The rain hits without warning, cold and sharp, at 5 p.m., right when the judges are announcing the winners. Everyone starts scrambling to pack up their booths before their crockpots get waterlogged, and Rafe grabs the blue tarp he’d stuffed in the back of his truck without thinking, holding it over both his booth and Lena’s so she can get her crockpot of white chicken chili and her stack of paper bowls packed up without getting soaked. They’re pressed shoulder to hip under the tarp for 10 minutes, the rain drumming so loud against the plastic they have to lean in close to hear each other talk, and Rafe can feel the warmth of her body through his flannel shirt and jeans, can hear the little huff of laughter she makes when a kid runs past, splashing a puddle that gets the bottom of her jeans wet.
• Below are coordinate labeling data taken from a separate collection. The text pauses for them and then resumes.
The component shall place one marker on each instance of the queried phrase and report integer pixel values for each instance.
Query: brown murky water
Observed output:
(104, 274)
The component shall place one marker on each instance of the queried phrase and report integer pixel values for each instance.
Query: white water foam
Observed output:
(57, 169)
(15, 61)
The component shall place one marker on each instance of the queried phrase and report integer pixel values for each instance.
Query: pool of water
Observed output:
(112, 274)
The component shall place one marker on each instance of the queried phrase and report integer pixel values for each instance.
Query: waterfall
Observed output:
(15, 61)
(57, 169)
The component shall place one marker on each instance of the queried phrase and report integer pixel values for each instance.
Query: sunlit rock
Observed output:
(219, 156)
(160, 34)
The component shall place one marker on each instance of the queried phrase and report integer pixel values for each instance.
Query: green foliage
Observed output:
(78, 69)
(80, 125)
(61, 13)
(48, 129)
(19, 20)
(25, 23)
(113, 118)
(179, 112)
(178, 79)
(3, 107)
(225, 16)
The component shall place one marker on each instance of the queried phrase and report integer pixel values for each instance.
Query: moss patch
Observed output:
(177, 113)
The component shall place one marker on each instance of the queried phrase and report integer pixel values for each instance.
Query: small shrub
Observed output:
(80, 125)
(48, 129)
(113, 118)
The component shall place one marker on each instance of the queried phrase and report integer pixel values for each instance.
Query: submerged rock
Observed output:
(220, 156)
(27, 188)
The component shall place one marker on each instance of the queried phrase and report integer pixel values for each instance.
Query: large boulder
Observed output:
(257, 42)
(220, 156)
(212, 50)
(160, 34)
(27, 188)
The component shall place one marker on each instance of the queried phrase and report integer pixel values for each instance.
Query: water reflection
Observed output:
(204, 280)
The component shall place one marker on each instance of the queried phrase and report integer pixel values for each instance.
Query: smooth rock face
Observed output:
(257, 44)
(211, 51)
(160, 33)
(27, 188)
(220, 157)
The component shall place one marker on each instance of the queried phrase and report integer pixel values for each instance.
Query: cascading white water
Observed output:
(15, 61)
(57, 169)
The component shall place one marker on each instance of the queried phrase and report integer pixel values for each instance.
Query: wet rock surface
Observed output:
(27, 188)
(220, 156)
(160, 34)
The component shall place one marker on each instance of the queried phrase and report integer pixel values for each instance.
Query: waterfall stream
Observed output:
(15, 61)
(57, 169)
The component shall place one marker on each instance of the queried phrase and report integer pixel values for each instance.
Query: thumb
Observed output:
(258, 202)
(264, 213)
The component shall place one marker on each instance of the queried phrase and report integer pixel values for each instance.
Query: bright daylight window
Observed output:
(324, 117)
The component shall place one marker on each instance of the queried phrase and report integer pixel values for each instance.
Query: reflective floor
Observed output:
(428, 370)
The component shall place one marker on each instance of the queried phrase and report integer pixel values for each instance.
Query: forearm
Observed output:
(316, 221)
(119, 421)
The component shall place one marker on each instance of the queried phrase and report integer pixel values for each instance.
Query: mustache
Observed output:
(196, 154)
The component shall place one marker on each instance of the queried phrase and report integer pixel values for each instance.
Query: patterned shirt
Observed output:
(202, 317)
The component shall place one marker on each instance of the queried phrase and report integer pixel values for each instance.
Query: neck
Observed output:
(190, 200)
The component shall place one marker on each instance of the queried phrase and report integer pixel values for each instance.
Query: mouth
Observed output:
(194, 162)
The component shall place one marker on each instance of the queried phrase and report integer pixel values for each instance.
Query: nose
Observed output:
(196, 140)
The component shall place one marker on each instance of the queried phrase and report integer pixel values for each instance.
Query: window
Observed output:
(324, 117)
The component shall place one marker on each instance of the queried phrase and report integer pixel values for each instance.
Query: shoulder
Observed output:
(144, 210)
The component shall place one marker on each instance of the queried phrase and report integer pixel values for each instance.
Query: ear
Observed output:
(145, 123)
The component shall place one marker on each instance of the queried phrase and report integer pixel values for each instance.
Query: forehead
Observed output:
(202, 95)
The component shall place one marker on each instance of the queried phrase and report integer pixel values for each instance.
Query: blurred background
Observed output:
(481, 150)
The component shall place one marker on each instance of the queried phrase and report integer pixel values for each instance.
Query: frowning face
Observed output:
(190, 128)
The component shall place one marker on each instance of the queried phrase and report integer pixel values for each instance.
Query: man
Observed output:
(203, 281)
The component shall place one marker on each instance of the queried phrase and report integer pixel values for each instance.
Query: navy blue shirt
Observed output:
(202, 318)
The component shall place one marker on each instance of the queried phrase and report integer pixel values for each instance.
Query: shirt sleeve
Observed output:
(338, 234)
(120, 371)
He doesn’t win anything, neither does she, and when they’re done packing up, she leans against the side of his beat-up 2008 Ford F-150, twisting a strand of her gray-streaked auburn hair around her finger, and asks him if he wants to come back to her place to eat the leftover chili and cornbread she baked that morning. She mentions she has a tattered 1921 map of the Idaho backcountry her dad left her when he died, that she’s been looking for someone to restore it for months but didn’t know who to ask. Rafe almost says no, the voice in the back of his head screaming that he’s going to get his heart broken again, that he’s better off alone in his quiet house with his maps and his old John Wayne westerns. Then he looks at her, rain drops beading on her eyelashes, her cheeks pink from the cold, and he says yes.

Her house is a tiny craftsman a few blocks from his, lined with built-in bookshelves full of mystery novels and dog-eared travel guides, the air smelling like cinnamon and old paper. She pulls the map out of a cardboard box in her closet, the edges frayed, a coffee stain blurring the section where her dad had marked the campsite he’d proposed to her mom at back in 1972. Rafe runs his finger over the stain, tells her he can fix it for free, no charge, and she smiles, reaching up to brush a crumb of cornbread off his chin, her thumb grazing his skin for a beat longer than necessary. He leans in, slow enough that she can pull away if she wants, and presses his mouth to hers.